People v Santiago
2010 NY Slip Op 02980 [72 AD3d 492]
April 13, 2010
Appellate Division, First Department
Published by New York State Law Reporting Bureau pursuant to Judiciary Law § 431.
As corrected through Wednesday, June 9, 2010


The People of the State of New York, Respondent,
v
Benjamin Santiago, Appellant.

[*1] Robert S. Dean, Center for Appellate Litigation, New York (Robin Nichinsky of counsel), for appellant.

Benjamin Santiago, appellant pro se.

Robert M. Morgenthau, District Attorney, New York (Philip J. Morrow of counsel), for respondent.

Judgment, Supreme Court, New York County (James A. Yates, J.), rendered June 26, 2007, as amended August 24, 2007, convicting defendant, after a jury trial, of robbery in the first and third degrees and criminal possession of a weapon in the third degree, and sentencing him, as a second violent felony offender, to an aggregate term of 13 years, and order, same court and Justice, entered on or about October 17, 2008, which denied defendant's CPL 440.10 motion to vacate the judgment, unanimously affirmed.

The verdict was based on legally sufficient evidence and was not against the weight of the evidence (see People v Danielson, 9 NY3d 342, 348-349 [2007]).
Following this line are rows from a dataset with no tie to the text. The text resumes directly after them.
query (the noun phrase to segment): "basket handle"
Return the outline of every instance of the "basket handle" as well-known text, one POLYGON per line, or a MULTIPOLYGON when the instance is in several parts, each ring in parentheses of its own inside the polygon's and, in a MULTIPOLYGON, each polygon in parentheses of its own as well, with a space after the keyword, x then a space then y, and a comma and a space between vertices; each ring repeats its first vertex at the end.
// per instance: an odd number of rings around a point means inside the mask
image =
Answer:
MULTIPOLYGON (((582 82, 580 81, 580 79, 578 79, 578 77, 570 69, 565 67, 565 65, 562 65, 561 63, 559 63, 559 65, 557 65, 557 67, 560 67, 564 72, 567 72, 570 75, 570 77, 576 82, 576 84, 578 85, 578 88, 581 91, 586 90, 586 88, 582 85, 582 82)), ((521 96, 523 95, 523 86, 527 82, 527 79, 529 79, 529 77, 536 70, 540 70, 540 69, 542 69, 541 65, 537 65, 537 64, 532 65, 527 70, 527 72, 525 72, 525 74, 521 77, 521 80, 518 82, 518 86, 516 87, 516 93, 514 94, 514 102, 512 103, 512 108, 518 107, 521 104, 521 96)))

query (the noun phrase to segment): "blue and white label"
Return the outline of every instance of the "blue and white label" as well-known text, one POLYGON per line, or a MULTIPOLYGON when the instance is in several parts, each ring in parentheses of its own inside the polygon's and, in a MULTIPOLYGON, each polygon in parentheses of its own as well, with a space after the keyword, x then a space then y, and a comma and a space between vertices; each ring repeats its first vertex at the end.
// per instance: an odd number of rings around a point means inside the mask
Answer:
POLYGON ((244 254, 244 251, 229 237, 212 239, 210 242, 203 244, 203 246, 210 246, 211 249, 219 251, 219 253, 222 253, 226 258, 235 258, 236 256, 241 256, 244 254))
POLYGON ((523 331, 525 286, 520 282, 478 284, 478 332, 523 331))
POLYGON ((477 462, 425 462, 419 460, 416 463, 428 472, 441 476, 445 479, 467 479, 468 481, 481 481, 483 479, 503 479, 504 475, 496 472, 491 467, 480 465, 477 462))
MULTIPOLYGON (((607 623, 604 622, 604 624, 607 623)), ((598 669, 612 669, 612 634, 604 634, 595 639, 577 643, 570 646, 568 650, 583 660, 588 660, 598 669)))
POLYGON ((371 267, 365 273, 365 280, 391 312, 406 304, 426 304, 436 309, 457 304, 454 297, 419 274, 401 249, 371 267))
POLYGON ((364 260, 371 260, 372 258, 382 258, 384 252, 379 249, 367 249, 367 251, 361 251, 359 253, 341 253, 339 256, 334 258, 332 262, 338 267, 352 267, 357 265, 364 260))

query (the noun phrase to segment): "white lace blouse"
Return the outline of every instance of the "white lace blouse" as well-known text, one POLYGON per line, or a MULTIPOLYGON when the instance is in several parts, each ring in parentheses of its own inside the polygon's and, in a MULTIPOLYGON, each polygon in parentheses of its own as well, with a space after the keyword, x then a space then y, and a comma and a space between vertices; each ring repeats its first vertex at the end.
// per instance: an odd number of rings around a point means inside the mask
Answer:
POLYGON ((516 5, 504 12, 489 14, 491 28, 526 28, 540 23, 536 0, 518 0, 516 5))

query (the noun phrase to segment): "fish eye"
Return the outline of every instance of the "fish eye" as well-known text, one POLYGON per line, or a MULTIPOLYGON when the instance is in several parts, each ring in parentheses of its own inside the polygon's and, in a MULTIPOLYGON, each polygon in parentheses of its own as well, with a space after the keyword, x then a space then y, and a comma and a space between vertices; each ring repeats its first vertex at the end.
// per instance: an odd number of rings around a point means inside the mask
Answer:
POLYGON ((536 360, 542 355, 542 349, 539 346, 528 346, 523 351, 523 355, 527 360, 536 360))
There is no basis for disturbing the jury's determinations concerning credibility, including its resolution of inconsistencies in testimony. The credible evidence established that defendant used force to retain stolen merchandise.
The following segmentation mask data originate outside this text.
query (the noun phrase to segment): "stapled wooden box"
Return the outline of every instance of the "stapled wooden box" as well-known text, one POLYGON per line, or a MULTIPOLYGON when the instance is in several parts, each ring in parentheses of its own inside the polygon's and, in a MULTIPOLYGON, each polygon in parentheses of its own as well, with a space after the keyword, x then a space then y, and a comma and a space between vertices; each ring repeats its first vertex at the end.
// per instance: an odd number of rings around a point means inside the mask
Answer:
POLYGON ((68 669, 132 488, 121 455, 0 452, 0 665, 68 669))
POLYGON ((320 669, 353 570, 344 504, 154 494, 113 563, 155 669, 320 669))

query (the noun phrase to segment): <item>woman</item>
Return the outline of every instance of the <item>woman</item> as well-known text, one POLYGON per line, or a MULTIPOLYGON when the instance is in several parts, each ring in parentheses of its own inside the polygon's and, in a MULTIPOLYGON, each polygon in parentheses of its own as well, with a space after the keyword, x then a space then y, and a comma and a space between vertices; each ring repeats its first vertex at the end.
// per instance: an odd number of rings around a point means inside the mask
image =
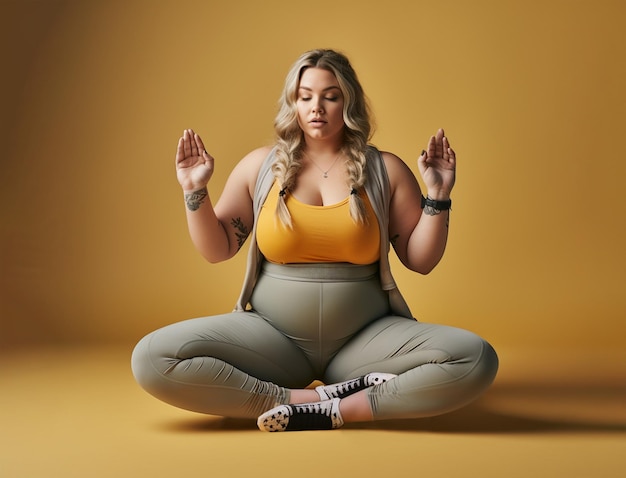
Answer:
POLYGON ((418 159, 424 198, 400 158, 368 145, 365 95, 342 54, 303 54, 280 105, 276 145, 244 157, 215 206, 214 159, 192 130, 180 138, 193 243, 219 262, 250 237, 246 277, 233 312, 142 339, 137 381, 177 407, 258 417, 266 431, 426 417, 476 399, 495 377, 493 348, 415 320, 388 260, 392 244, 427 274, 444 253, 456 158, 443 130, 418 159))

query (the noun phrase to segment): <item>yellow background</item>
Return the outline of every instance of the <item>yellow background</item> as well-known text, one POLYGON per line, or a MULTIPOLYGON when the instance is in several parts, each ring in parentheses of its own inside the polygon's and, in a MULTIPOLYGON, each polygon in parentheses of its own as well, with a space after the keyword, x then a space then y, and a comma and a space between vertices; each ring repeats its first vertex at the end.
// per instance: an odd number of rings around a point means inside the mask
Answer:
POLYGON ((345 52, 374 143, 458 154, 447 255, 394 271, 423 321, 496 348, 624 345, 626 7, 550 1, 8 1, 0 5, 0 345, 133 343, 231 310, 245 254, 203 262, 173 158, 272 141, 284 76, 345 52))
POLYGON ((0 0, 0 476, 622 477, 625 23, 623 0, 0 0), (500 354, 458 412, 264 434, 133 380, 141 336, 243 278, 188 238, 179 135, 217 197, 317 47, 351 58, 378 147, 416 173, 437 128, 457 150, 443 262, 393 266, 421 320, 500 354))

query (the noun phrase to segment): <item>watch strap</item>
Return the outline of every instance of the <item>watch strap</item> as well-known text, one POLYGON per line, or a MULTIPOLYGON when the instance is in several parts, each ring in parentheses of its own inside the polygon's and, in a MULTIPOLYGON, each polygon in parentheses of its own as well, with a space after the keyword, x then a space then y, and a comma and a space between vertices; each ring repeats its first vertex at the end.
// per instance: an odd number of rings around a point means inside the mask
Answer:
POLYGON ((452 199, 448 199, 447 201, 437 201, 435 199, 422 196, 422 209, 426 206, 432 207, 438 211, 447 211, 452 208, 452 199))

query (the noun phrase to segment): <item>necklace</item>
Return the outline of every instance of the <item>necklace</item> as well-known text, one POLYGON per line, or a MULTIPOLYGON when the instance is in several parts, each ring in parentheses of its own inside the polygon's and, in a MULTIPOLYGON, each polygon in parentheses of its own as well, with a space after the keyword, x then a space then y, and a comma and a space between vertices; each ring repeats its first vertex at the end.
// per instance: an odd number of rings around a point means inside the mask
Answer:
POLYGON ((328 168, 326 171, 324 171, 322 168, 320 168, 320 166, 319 166, 319 165, 318 165, 315 161, 313 161, 313 159, 311 158, 311 156, 309 156, 309 155, 308 155, 308 154, 306 154, 306 153, 304 153, 304 154, 305 154, 305 156, 306 156, 307 158, 309 158, 309 161, 311 161, 311 162, 313 163, 313 165, 314 165, 317 169, 319 169, 319 170, 322 172, 322 174, 324 175, 324 178, 328 178, 328 172, 329 172, 331 169, 333 169, 333 167, 335 166, 335 164, 337 164, 337 161, 339 160, 339 157, 341 156, 341 152, 340 152, 340 153, 337 155, 337 157, 335 158, 335 160, 333 161, 333 164, 331 164, 331 165, 330 165, 330 168, 328 168))

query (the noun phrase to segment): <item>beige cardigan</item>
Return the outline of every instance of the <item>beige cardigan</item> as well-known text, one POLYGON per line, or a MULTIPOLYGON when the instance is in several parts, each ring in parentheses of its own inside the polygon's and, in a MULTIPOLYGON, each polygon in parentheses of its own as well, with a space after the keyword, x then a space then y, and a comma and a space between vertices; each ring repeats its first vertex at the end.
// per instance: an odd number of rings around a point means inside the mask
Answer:
MULTIPOLYGON (((365 192, 378 219, 380 229, 380 281, 383 290, 389 293, 389 303, 391 310, 395 315, 412 318, 411 311, 398 290, 393 276, 391 275, 391 267, 389 264, 389 177, 385 163, 380 152, 370 146, 366 152, 366 174, 367 181, 365 184, 365 192)), ((250 249, 248 251, 248 262, 246 266, 246 275, 243 281, 243 287, 235 311, 246 310, 248 301, 252 296, 252 291, 256 284, 263 256, 256 242, 256 226, 257 218, 261 211, 261 206, 265 202, 272 185, 274 184, 274 175, 271 166, 274 162, 274 151, 272 151, 263 162, 259 171, 256 186, 254 189, 254 226, 250 234, 250 249)))

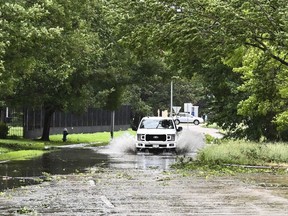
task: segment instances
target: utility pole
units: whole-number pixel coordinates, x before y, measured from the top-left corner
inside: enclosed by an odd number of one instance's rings
[[[173,116],[173,80],[171,80],[171,96],[170,96],[170,99],[171,99],[171,103],[170,103],[170,117]]]
[[[111,140],[114,138],[114,130],[115,130],[115,110],[111,112],[111,128],[110,128]]]

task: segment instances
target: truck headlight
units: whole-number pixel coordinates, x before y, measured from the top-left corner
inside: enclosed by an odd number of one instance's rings
[[[145,141],[145,134],[137,134],[138,141]]]
[[[167,134],[167,141],[175,141],[175,134]]]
The court properly denied defendant's motion to dismiss the indictment. In that motion, defendant claimed he was deprived of his right to testify before the grand jury, and that his attorney rendered ineffective assistance by disregarding defendant's desire to so testify. Even assuming the facts to be as defendant claims, this case is indistinguishable from People v Simmons (10 NY3d 946 [2008]), where "defendant failed to establish that he was prejudiced by the failure of his attorney to effectuate his appearance before the grand jury. Significantly, there is no claim that had he testified in the grand jury, the outcome would have been different" (id. at 949). On appeal, defendant offers no claim of prejudice except that his counsel relinquished defendant's purportedly personal right to testify before the grand jury. This argument incorrectly equates the right to testify before the grand jury with the right to testify at trial, and essentially argues for the type of per se rule that Simmons, as well as People v Wiggins (89 NY2d 872 [1996]) declined to adopt (see People v Moore, 61 AD3d 494 [2009], lv denied 12 NY3d 918[*2][2009]; People v Cox, 19 Misc 3d 1129[A], 2007 NY Slip Op 52553[U] [Sup Ct, NY County 2007]).
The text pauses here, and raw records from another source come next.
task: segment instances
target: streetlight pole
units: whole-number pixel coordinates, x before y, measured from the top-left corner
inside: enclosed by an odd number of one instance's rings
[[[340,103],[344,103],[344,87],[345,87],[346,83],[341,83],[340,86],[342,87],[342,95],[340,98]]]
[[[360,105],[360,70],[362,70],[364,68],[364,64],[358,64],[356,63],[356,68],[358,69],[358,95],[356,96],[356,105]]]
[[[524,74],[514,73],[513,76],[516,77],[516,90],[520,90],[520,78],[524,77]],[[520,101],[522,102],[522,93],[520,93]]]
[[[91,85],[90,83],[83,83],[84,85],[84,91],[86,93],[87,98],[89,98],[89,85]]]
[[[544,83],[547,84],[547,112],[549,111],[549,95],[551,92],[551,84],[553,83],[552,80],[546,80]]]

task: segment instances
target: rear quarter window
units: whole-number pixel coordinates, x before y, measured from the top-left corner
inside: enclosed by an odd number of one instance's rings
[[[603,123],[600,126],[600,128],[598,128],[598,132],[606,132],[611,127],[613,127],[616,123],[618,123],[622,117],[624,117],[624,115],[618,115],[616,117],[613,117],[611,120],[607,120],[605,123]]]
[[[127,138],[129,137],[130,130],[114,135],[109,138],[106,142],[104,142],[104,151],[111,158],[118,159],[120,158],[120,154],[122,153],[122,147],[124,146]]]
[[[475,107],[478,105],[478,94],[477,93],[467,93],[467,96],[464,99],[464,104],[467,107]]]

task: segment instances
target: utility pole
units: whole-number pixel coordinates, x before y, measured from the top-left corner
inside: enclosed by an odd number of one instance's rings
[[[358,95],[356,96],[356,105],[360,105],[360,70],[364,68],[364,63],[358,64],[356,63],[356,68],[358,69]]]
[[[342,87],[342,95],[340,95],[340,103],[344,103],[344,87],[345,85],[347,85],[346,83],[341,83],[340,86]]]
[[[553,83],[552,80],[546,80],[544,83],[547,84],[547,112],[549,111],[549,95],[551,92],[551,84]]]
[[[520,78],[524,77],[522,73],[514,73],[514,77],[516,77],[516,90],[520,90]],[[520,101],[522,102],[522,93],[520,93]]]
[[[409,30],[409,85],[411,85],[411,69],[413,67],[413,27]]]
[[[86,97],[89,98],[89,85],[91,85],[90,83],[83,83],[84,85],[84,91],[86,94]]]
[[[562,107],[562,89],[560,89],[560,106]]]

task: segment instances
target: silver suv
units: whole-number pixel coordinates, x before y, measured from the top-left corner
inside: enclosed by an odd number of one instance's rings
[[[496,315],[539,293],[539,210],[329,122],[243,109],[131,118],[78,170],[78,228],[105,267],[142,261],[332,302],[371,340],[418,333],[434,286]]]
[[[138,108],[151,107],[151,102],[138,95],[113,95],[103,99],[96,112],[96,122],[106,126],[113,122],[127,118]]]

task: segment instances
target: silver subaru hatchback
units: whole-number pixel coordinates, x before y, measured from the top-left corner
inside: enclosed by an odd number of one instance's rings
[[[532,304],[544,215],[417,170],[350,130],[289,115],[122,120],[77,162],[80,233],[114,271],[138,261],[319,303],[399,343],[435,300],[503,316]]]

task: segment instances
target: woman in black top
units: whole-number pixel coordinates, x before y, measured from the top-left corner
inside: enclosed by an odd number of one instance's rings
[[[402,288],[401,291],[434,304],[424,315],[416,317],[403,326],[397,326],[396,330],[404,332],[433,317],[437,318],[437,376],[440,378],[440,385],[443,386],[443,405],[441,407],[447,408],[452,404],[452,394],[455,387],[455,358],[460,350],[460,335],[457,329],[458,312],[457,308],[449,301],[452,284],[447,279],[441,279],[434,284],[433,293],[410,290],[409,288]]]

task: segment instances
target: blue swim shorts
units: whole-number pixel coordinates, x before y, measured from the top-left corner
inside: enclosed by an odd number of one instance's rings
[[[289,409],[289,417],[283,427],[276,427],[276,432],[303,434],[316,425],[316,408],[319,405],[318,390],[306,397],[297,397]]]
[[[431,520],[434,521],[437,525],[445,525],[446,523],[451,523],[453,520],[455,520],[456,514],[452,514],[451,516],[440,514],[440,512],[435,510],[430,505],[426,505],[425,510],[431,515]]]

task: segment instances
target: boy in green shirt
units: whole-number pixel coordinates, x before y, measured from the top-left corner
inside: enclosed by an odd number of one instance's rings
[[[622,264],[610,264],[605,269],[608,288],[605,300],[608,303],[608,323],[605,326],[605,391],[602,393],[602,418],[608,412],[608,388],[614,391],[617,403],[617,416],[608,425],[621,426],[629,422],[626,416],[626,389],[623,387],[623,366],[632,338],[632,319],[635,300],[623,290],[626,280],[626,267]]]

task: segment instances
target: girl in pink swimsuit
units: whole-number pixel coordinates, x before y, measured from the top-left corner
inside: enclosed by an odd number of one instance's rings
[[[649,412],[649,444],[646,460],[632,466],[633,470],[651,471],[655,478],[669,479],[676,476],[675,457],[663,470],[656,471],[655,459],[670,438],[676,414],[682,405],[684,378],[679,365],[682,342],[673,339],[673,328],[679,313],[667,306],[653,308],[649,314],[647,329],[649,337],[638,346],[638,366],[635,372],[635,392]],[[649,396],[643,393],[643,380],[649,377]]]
The court properly exercised its discretion in denying defendant's CPL 440 motion without holding a hearing, since the trial record and defendant's submissions on the motion were sufficient to establish that the motion was without merit (see CPL 440.30 [2]; People v Satterfield, 66 NY2d 796, 799-800 [1985]; People v Jon, 26 AD3d 245 [2006], lv denied 6 NY3d 849 [2006]).

We have considered and rejected defendant's pro se arguments. Concur—Mazzarelli, J.P., Sweeny, Renwick, Freedman and RomÁn, JJ.